13º DOMINGO DO TEMPO COMUM (ANO C)
26 de Junho de 2016
Evangelho de Nosso Senhor Jesus Cristo segundo São Lucas (Lc 9, 51-62)
51Como estavam a chegar os dias de ser levado deste mundo, Jesus dirigiu-se resolutamente para Jerusalém 52e enviou mensageiros à sua frente. Estes puseram-se a caminho e entraram numa povoação de samaritanos, a fim de lhe prepararem hospedagem. 53Mas não o receberam, porque ia a caminho de Jerusalém. 54Vendo isto, os discípulos Tiago e João disseram: «Senhor, queres que digamos que desça fogo do céu e os consuma?» 55Mas Ele, voltando-se, repreendeu-os. 56E foram para outra povoação.57Enquanto iam a caminho, disse-lhe alguém: «Hei-de seguir-te para onde quer que fores.» 58Jesus respondeu-lhe: «As raposas têm tocas e as aves do céu têm ninhos, mas o Filho do Homem não tem onde reclinar a cabeça.»59E disse a outro: «Segue-me.» Mas ele respondeu: «Senhor, deixa-me ir primeiro sepultar o meu pai.» 60Jesus disse-lhe: «Deixa que os mortos sepultem os seus mortos. Quanto a ti, vai anunciar o Reino de Deus.»61Disse-lhe ainda outro: «Eu vou seguir-te, Senhor, mas primeiro permite que me despeça da minha família.» 62Jesus respondeu-lhe: «Quem olha para trás, depois de deitar a mão ao arado, não é apto para o Reino de Deus.»
Chave de leitura
No contexto do Evangelho de Lucas, o texto deste Domingo encontra-se no princípio da nova fase das actividades de Jesus. Os frequentes conflitos de mentalidade com o povo e com as autoridades religiosas (Lc 4, 28; 5, 21.30; 6, 2.7; 7, 19.23.33-34.39) confirmaram Jesus ao longo da sua caminhada como o Messias-Servo, previsto por Isaías (Is 50, 4-9; 53, 12) e assumido por ele desde o princípio da sua actividade apostólica (Lc 4, 18). A partir disto, Jesus começa a anunciar a sua paixão e morte (Lc 9, 22.43-44) e decide ir a Jerusalém (Lc 9, 51). Esta mudança de rota dos acontecimentos causa uma crise nos discípulos (Mc 8, 31-33). Eles não entendem e têm medo (Lc 9, 45), porque continuam dominados pela mentalidade antiga acerca do Messias glorioso. Lucas descreve vários episódios nos quais aflora a velha mentalidade dos discípulos: desejo de ser o maior (Lc 9, 46-48); vontade de controlar o uso do nome de Jesus (Lc 9, 49-50); reacção violenta de Tiago e de João perante a rejeição dos samaritanos em acolher Jesus (Lc 9, 51-55). Lucas indica também como Jesus se esforça por fazer entender aos seus discípulos a nova ideia da sua missão. O texto deste Domingo (Lc 9, 51-62) descreve alguns exemplos de como Jesus procedia para formar os seus discípulos.

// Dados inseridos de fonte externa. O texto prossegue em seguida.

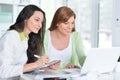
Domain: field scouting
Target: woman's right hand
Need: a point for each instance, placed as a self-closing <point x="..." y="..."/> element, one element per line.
<point x="42" y="61"/>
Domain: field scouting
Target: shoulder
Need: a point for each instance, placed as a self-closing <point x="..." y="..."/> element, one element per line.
<point x="75" y="34"/>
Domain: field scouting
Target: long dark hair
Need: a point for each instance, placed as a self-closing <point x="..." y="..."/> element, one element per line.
<point x="35" y="42"/>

Contexto histórico do nosso texto
O contexto histórico do Evangelho de Lucas tem sempre dois aspectos: o contexto do tempo de Jesus dos anos trinta, na Palestina, e o contexto das comunidades cristãs dos anos oitenta, na Grécia, para as quais Lucas escreve o seu Evangelho
No tempo de Jesus na Palestina. Não foi fácil para Jesus formar os seus discípulos e discípulas. Não é pelo facto de uma pessoa acompanhar Jesus ou viver em comunidade que essa pessoa é santa e perfeita. A dificuldade maior vem do “fermento dos fariseus e de Herodes” (Mc 8, 15), ou seja, da ideologia dominante da época, promovida pela religião oficial (fariseus) e pelo governo (herodianos). Fazia parte da formação que Jesus dava aos seus discípulos combater este fermento. O modo de pensar dos poderosos tinha raízes profundas e renascia sempre de novo na cabeça dos pequenos, dos discípulos. O texto que meditamos este Domingo dá-nos uma ideia do modo como Jesus enfrenta este problema.
No tempo de Lucas, nas comunidades da Grécia. Era importante para Lucas ajudar os cristãos a não se deixar levar pelo “fermento” do império romano e da religião pagã. O mesmo vale para hoje. O “fermento” do sistema neo-liberal, divulgado pelos meios de comunicação, propagandeia a mentalidade consumista, contrária aos valores do Evangelho. Não é fácil para as pessoas descobrir que estão a ser enganadas:”Isto será um puro engano o que tenho na minha mão direita?” (Is 44, 20).
Comentário do texto
Lucas 9, 51-52: Jesus decide ir a Jerusalém. “Como estavam a chegar os dias de ser levado deste mundo”. Esta afirmação indica que Lucas lê a vida de Jesus à luz dos profetas. O evangelista quer deixar bem claro aos seus leitores que Jesus é o Messias, no qual se cumpre o que fora anunciado pelos profetas. O mesmo do modo de falar aparece no Evangelho de João: “Sabendo Jesus que chegara a sua hora de passar deste mundo para o Pai...” (Jo 3, 1). Jesus, obediente ao Pai, “dirige-se decididamente para Jerusalém”.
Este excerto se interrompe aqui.